I found TobyBartels's recent explanation of why he doesn't want to sign up for cryonics a useful lesson in how different people's goals in living a long time (or not) can be from mine. Now I am wondering if maybe it would be a good idea to state some of the reasons people would want to wake up 100 years later if hit by a bus. Can't say I've been around here very long but it seems to me it's been assumed as some sort of "common sense" - is that accurate? I was wondering if other people's reasons for signing up / intending to sign up (I am not currently signed up and probably will not get around to such for several years) also differed interestingly from mine. Or is this too off topic?
As for me, I would think the obvious reason is what Hilbert said: "If I were to awaken after having slept for a thousand years, my first question would be: Has the Riemann hypothesis been proven?" Finding yourself in the future means you now have the answers to a lot of previously open problems! As well as getting to learn the history of what happened after you were frozen. I have for a long time found not getting to learn the future history of the world to be the most troubling aspect of dying.
(Posting this here as it seems a bit off-topic under The Threat of Cryonics.)
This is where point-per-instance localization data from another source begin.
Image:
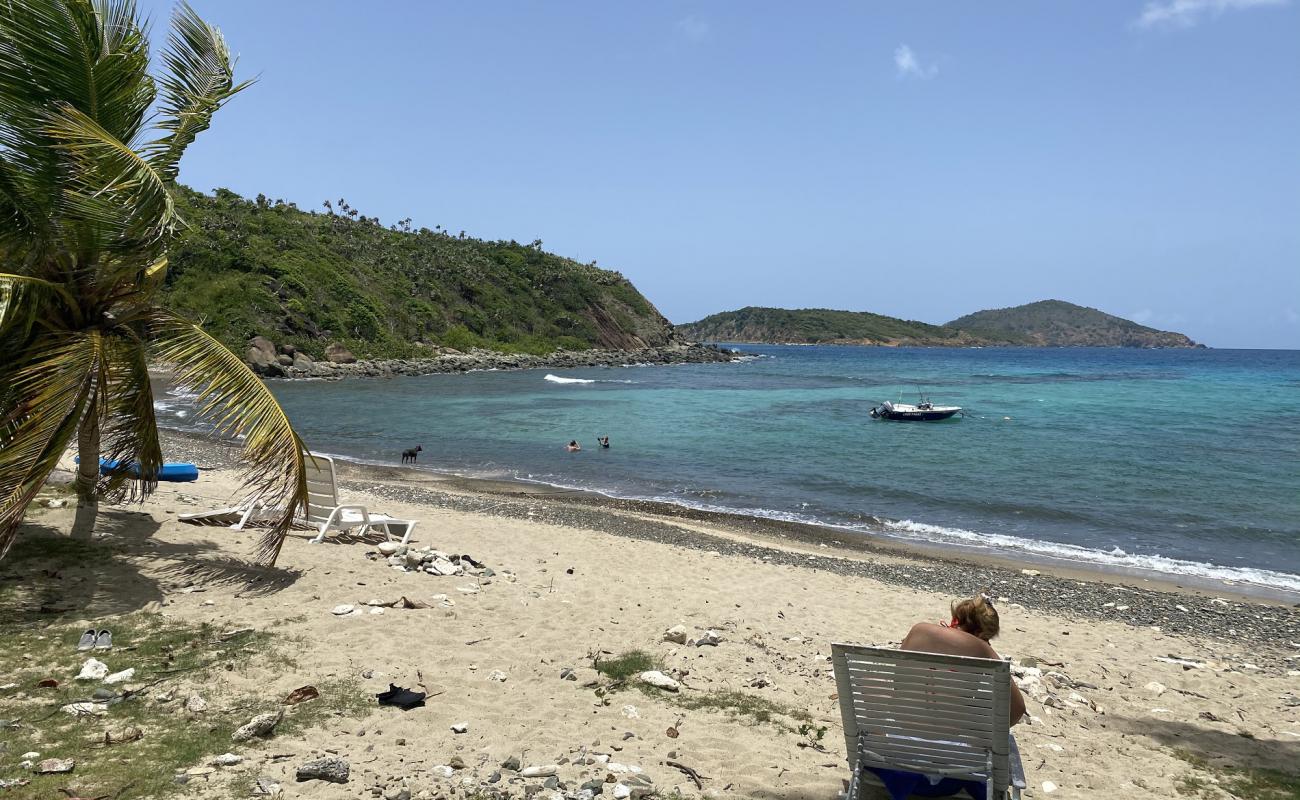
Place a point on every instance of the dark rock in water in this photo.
(338, 354)
(336, 770)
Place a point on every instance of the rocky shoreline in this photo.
(1261, 628)
(285, 362)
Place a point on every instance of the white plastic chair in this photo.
(325, 513)
(937, 716)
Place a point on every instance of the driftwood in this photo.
(696, 777)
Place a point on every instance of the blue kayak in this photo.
(173, 471)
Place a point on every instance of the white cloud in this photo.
(693, 29)
(1186, 13)
(910, 66)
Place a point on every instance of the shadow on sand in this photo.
(51, 578)
(1216, 747)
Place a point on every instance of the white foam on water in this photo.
(555, 379)
(1114, 558)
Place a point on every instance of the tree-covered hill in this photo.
(1060, 324)
(824, 325)
(267, 268)
(1047, 323)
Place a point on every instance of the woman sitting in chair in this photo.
(974, 623)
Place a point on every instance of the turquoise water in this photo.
(1182, 461)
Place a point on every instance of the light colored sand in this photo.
(778, 623)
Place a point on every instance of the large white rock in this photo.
(94, 669)
(120, 677)
(259, 726)
(659, 680)
(545, 770)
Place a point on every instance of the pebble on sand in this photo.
(55, 766)
(545, 770)
(94, 669)
(334, 770)
(659, 680)
(259, 726)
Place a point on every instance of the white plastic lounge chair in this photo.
(235, 517)
(324, 511)
(325, 514)
(935, 716)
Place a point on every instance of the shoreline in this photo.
(524, 649)
(298, 367)
(1157, 602)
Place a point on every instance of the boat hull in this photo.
(914, 416)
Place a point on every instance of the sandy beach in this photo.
(1143, 688)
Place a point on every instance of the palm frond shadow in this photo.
(51, 578)
(1217, 747)
(256, 580)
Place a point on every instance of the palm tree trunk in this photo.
(87, 472)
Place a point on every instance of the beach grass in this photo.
(170, 740)
(625, 665)
(1255, 783)
(745, 706)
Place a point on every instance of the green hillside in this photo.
(267, 268)
(1060, 324)
(824, 325)
(1047, 323)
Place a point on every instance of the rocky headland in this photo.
(285, 360)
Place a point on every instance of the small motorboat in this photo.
(924, 411)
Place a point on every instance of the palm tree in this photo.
(86, 215)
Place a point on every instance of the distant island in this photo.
(1041, 324)
(334, 284)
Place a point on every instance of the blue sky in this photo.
(914, 159)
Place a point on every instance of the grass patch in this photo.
(165, 654)
(744, 706)
(1256, 783)
(628, 665)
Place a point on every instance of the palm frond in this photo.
(91, 57)
(55, 381)
(112, 185)
(199, 80)
(22, 301)
(239, 403)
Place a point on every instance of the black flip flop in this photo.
(401, 697)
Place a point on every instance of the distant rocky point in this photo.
(285, 360)
(1043, 324)
(1060, 324)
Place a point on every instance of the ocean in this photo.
(1183, 462)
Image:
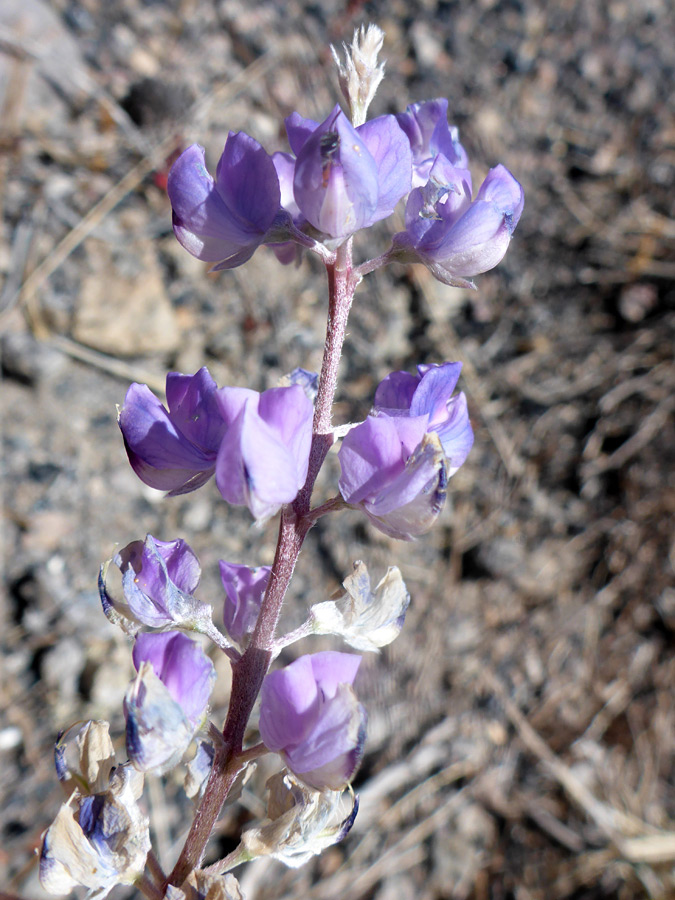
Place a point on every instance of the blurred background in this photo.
(521, 728)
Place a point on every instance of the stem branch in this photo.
(296, 521)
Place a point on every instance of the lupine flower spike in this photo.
(266, 449)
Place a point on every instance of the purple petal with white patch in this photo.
(224, 220)
(263, 458)
(182, 666)
(336, 179)
(158, 579)
(453, 236)
(309, 714)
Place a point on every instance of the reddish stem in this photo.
(296, 521)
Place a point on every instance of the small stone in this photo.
(123, 308)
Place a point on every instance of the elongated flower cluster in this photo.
(264, 451)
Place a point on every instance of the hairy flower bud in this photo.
(360, 74)
(244, 589)
(366, 619)
(167, 701)
(396, 464)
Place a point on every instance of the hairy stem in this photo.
(296, 521)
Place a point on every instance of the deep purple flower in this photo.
(310, 715)
(244, 589)
(452, 235)
(263, 458)
(158, 581)
(173, 450)
(396, 464)
(225, 220)
(167, 702)
(426, 125)
(344, 178)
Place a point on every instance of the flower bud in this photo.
(310, 715)
(360, 74)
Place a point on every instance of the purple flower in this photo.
(173, 450)
(430, 394)
(344, 178)
(263, 458)
(452, 235)
(167, 702)
(244, 588)
(310, 715)
(158, 581)
(227, 219)
(396, 464)
(426, 125)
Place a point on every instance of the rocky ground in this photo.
(521, 729)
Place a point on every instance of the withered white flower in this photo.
(301, 823)
(366, 619)
(202, 885)
(99, 839)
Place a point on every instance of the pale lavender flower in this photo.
(310, 715)
(166, 703)
(244, 589)
(225, 220)
(454, 236)
(396, 464)
(158, 581)
(427, 129)
(346, 178)
(263, 458)
(173, 449)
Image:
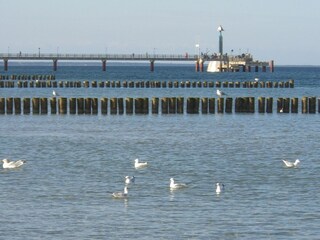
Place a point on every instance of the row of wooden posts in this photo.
(27, 77)
(145, 84)
(166, 105)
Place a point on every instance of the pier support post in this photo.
(55, 64)
(264, 68)
(17, 106)
(104, 65)
(2, 106)
(304, 105)
(261, 104)
(312, 104)
(228, 108)
(201, 65)
(269, 105)
(220, 105)
(294, 105)
(197, 66)
(104, 106)
(155, 105)
(180, 105)
(271, 66)
(152, 65)
(204, 105)
(5, 64)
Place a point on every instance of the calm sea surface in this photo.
(74, 163)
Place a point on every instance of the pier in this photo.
(48, 81)
(233, 63)
(155, 105)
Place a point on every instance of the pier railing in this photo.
(76, 56)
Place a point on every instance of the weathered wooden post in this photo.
(212, 105)
(73, 106)
(120, 106)
(180, 105)
(155, 105)
(261, 104)
(228, 105)
(312, 104)
(104, 106)
(9, 103)
(286, 105)
(80, 105)
(193, 105)
(204, 105)
(280, 105)
(164, 106)
(269, 105)
(129, 106)
(113, 106)
(17, 106)
(2, 105)
(87, 105)
(63, 105)
(304, 105)
(251, 105)
(172, 105)
(145, 105)
(36, 106)
(95, 106)
(220, 105)
(26, 106)
(294, 105)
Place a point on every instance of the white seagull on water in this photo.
(54, 93)
(129, 179)
(219, 188)
(174, 185)
(291, 164)
(121, 195)
(220, 93)
(138, 164)
(12, 164)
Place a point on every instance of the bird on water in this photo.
(174, 185)
(138, 164)
(291, 164)
(121, 195)
(220, 93)
(12, 164)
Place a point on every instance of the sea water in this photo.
(74, 163)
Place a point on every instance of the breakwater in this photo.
(155, 105)
(143, 84)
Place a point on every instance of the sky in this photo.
(285, 31)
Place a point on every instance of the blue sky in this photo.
(286, 31)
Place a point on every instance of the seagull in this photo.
(174, 185)
(138, 164)
(129, 180)
(54, 93)
(220, 93)
(12, 164)
(219, 188)
(290, 164)
(121, 195)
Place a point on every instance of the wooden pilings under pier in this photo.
(142, 84)
(166, 105)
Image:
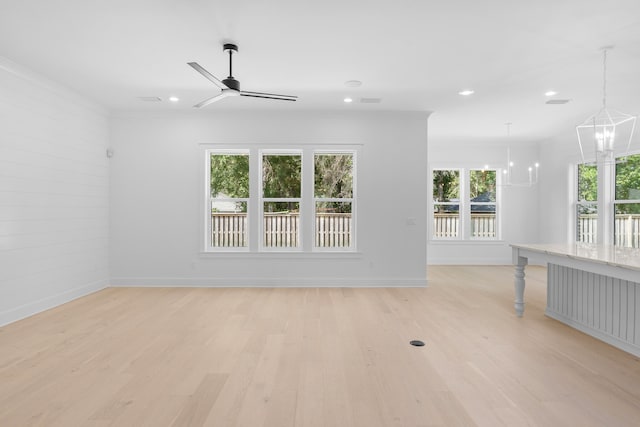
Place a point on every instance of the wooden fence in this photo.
(448, 225)
(626, 229)
(281, 230)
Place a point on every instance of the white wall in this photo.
(518, 210)
(53, 194)
(557, 189)
(157, 189)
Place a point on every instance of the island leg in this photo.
(519, 285)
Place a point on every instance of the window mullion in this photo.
(255, 200)
(307, 208)
(465, 204)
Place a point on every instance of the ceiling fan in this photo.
(231, 86)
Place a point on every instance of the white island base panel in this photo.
(593, 288)
(604, 307)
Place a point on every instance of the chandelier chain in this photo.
(604, 78)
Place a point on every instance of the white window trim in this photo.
(464, 205)
(307, 213)
(606, 202)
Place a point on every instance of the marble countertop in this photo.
(610, 255)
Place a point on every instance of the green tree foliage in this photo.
(281, 176)
(483, 182)
(333, 178)
(628, 184)
(230, 175)
(587, 182)
(446, 185)
(333, 175)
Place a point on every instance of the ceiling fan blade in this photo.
(207, 75)
(211, 100)
(269, 96)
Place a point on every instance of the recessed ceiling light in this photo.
(149, 98)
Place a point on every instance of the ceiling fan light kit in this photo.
(230, 86)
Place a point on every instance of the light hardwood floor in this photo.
(314, 357)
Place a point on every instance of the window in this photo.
(228, 199)
(446, 203)
(627, 202)
(281, 197)
(482, 199)
(465, 204)
(294, 199)
(333, 199)
(587, 203)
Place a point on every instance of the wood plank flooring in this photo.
(314, 357)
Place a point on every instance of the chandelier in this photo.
(605, 128)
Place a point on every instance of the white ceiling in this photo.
(413, 54)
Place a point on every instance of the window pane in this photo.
(228, 224)
(587, 222)
(587, 182)
(446, 221)
(281, 225)
(446, 185)
(230, 175)
(281, 175)
(628, 178)
(333, 175)
(627, 225)
(482, 186)
(483, 221)
(333, 225)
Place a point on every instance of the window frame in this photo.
(352, 200)
(262, 200)
(617, 237)
(255, 202)
(606, 199)
(594, 204)
(464, 205)
(210, 199)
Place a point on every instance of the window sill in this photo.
(333, 255)
(467, 242)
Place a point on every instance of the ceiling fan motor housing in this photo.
(232, 83)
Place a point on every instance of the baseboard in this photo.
(254, 282)
(35, 307)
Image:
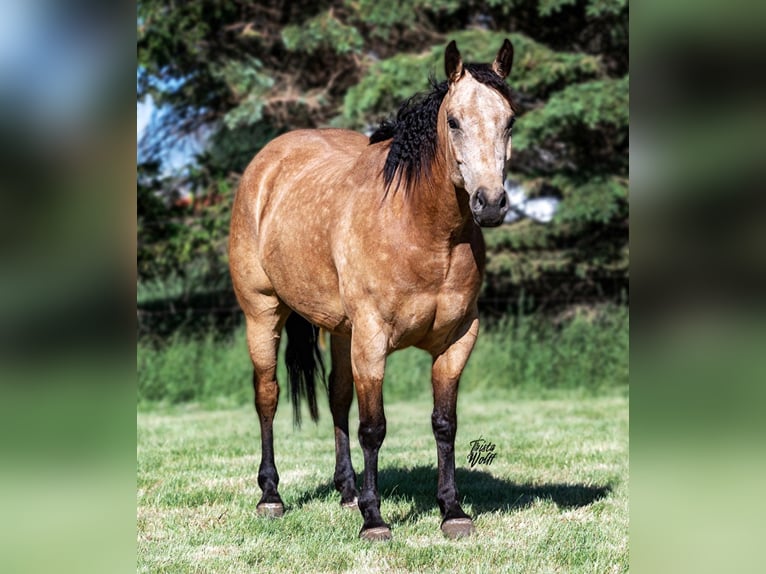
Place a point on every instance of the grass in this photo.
(554, 500)
(529, 354)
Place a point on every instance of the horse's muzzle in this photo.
(489, 208)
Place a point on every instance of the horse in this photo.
(377, 241)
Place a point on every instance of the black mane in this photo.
(413, 131)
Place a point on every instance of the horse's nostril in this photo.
(480, 199)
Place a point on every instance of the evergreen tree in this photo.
(243, 72)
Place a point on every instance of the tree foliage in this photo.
(243, 72)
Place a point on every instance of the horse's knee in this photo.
(444, 426)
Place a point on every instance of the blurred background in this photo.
(217, 80)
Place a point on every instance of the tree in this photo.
(245, 72)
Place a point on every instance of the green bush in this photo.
(530, 354)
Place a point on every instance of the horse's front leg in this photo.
(445, 373)
(368, 358)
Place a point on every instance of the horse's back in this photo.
(285, 208)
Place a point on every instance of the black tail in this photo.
(302, 357)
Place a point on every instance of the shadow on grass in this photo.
(483, 491)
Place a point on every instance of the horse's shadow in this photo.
(483, 491)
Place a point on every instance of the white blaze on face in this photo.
(477, 118)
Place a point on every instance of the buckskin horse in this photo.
(377, 241)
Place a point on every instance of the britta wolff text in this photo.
(482, 452)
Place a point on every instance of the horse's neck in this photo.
(438, 204)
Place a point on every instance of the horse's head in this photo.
(477, 117)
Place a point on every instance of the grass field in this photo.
(555, 499)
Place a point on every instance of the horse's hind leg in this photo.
(341, 395)
(263, 331)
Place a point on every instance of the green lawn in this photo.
(555, 499)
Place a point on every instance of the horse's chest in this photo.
(433, 315)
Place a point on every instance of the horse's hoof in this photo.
(270, 509)
(458, 527)
(376, 533)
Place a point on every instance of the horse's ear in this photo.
(504, 59)
(453, 63)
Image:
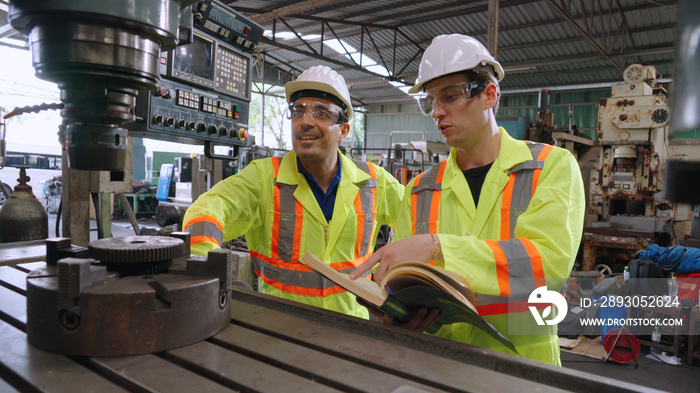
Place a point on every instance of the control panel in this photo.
(180, 113)
(226, 24)
(205, 88)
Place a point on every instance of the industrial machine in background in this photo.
(625, 213)
(107, 59)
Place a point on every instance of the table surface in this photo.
(273, 345)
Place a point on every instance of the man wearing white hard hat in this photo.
(504, 213)
(313, 199)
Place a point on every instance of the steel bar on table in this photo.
(276, 345)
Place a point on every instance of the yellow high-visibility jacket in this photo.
(524, 234)
(272, 204)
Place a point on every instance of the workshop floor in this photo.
(652, 374)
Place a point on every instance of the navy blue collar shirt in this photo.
(326, 200)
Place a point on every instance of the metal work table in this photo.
(274, 345)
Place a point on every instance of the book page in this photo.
(436, 277)
(362, 287)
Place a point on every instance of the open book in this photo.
(408, 286)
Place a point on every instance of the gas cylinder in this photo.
(23, 217)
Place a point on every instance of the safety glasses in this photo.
(321, 113)
(449, 96)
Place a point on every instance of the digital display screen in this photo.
(195, 58)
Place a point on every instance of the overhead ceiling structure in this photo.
(377, 44)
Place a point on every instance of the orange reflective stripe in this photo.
(372, 171)
(316, 292)
(199, 239)
(274, 247)
(541, 157)
(209, 219)
(300, 267)
(505, 207)
(435, 200)
(501, 267)
(414, 203)
(535, 262)
(360, 224)
(296, 250)
(280, 263)
(275, 166)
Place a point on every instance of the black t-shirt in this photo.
(475, 178)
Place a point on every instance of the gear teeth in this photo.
(135, 249)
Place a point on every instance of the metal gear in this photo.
(136, 255)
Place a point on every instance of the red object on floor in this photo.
(689, 286)
(621, 353)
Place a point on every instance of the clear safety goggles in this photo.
(321, 113)
(449, 96)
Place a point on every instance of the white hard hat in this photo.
(450, 53)
(324, 80)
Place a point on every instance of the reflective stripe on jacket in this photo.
(524, 234)
(272, 204)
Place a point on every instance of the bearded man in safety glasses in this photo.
(504, 213)
(312, 200)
The single largest motivation for me is just that a future which is powerful enough, and rich enough, and benevolent enough to revive cryonicists is likely to be a very pleasant place to be in. If nothing else, lots of their everyday devices are likely to look like marvelous toys from my point of view. The combination of that with the likelihood that if they can repair me at all, I'd guess that they would use a youthful body (physical or simulated) as a model is quite enough to be an attractive prospect.